There are parts of photography that are pretty straight ahead, pretty binary. Those parts will be like the service provided by typesetters at the beginning of the 1980's; critical at the time, ubiquitous now. And so imbued with less value to clients.  I'm not bitter or depressed. I've changed my targets and changed the kind of work I pursue. So far it's working and I'm happy. But to not write about it at honestly right now is a disservice to the people who are entering the field now. Much of what passes for good information on the web is based on paradigms that are five, ten or even twenty years old and their usefulness is suspect or absent. If I'm in the middle of a job with contemporary enterprise and I observe stuff it seems churlish or dishonest not to report it.

To recap: Things change. Some parts of being a professional photographer have changed and become less profitable or accessible. I've moved on. I am neither depressed nor bitter. 

Fun: what you can do with one big light, a lot of power and a lot of throw distance.

Starting on January 23rd, my friend, Anton Nel will perform in a play called, 33 Variations, at Zachary Scott Theatre. The narrative is based on Beethoven's commission to do a variation on an existing melody for a patron.  The whole scope of the commssioned music is called the  Diabelli Variations and from the few scenes I've seen the play will be a remarkable work. Several months ago we did a preliminary assignment to create images promoting the production. We worked in Zach's rehearsal stage against a large, white muslin background. My main light for the image above was an Elinchrom flash bounced into in a huge umbrella and back through a diffusion panel. The light we set about 26 feet from the subjects which accounts for the slower light fall off from the right to the left of the frame and also for the more contrasty shadows.
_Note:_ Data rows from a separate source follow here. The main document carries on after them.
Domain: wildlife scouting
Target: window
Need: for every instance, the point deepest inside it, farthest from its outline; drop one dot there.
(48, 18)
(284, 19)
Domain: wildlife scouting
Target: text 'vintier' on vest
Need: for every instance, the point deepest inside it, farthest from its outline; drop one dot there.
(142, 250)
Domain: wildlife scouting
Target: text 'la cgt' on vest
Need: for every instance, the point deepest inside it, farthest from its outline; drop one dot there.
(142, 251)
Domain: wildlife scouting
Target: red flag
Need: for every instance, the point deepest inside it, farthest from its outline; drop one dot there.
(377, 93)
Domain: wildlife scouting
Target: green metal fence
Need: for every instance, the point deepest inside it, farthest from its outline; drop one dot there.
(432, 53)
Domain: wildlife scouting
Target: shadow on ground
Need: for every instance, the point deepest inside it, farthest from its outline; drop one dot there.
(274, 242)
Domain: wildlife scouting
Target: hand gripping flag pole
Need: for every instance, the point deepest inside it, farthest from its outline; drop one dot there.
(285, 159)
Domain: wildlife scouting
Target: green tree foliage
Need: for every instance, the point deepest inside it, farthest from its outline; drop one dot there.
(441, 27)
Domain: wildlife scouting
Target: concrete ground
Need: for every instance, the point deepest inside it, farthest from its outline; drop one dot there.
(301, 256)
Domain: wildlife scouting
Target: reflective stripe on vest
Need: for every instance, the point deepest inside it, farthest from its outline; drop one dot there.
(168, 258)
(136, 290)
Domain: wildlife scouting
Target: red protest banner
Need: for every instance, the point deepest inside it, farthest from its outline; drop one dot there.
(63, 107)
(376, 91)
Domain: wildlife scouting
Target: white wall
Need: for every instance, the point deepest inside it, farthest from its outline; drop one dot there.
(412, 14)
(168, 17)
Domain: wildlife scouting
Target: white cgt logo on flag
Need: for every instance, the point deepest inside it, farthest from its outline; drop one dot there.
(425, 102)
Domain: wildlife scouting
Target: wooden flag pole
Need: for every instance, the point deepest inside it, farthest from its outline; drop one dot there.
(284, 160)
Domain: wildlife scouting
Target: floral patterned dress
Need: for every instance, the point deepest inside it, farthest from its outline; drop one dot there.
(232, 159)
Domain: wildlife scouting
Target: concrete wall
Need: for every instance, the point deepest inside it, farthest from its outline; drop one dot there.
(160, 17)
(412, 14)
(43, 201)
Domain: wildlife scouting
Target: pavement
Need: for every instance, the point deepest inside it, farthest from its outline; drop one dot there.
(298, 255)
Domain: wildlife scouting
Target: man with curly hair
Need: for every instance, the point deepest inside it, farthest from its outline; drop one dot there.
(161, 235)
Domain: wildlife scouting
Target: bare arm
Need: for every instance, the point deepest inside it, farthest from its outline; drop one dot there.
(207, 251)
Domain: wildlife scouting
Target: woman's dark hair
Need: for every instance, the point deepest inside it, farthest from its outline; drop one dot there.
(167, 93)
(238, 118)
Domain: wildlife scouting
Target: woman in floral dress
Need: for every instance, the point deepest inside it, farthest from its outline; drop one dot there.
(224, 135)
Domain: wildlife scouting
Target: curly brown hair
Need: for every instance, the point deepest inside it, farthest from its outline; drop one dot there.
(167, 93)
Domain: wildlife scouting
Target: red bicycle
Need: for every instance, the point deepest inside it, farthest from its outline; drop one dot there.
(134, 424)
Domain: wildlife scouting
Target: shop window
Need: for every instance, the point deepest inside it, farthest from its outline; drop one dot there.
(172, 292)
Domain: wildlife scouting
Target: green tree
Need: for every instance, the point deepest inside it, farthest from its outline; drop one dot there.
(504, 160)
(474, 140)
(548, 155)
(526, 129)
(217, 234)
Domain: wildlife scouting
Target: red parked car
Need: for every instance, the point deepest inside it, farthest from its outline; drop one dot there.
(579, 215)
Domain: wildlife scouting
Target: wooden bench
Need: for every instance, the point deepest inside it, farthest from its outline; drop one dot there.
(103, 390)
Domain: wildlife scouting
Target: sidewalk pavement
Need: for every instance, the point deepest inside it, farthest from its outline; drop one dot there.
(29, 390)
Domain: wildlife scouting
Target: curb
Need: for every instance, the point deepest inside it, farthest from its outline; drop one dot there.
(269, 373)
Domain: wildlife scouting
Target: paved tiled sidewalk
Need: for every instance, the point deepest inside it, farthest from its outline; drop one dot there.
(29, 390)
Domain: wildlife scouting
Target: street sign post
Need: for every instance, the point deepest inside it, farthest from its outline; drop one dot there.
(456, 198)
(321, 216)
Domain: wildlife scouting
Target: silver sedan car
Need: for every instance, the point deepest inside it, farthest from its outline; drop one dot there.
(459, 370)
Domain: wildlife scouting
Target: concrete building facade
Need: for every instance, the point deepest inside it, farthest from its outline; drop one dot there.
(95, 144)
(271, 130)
Taken with a Sony a77.

Most usages of the image will have the background dropped out and a solid color dropped in. The white muslin gave us an easy line of separation and, of course, we all sing the praises of refine edge in PhotoShop...

Mad Beat Hip and Gone. A play Steven Dietz.

During the same shoot we photographed this actor (above) for the upcoming hipster-inspired play by America's most prolific and produced contemporary playwright, Steven Dietz. His play, Mad Beat Hip and Gone follows the guys who were in the car right behind Jack Kerouac and Neal Cassady back in the early 1950's (On the Road reference).  I shot with the same basic lighting and added a little white, passive fill to the side of the subject opposite the main light.

Jill. From Xanadu. Stage lighting.

All in all it's been a fun year to be a photographer. My books sold well, my investments all did well, and I was able to pretty much meet my longtime goal of working on assignments for 10% less time (year over year) while maintaining the same income. Kind of a fun juggling act. But everyone has to have a goal. Right?

The goal for 2013? Photograph more and more stuff that I like. But that's the goal every year.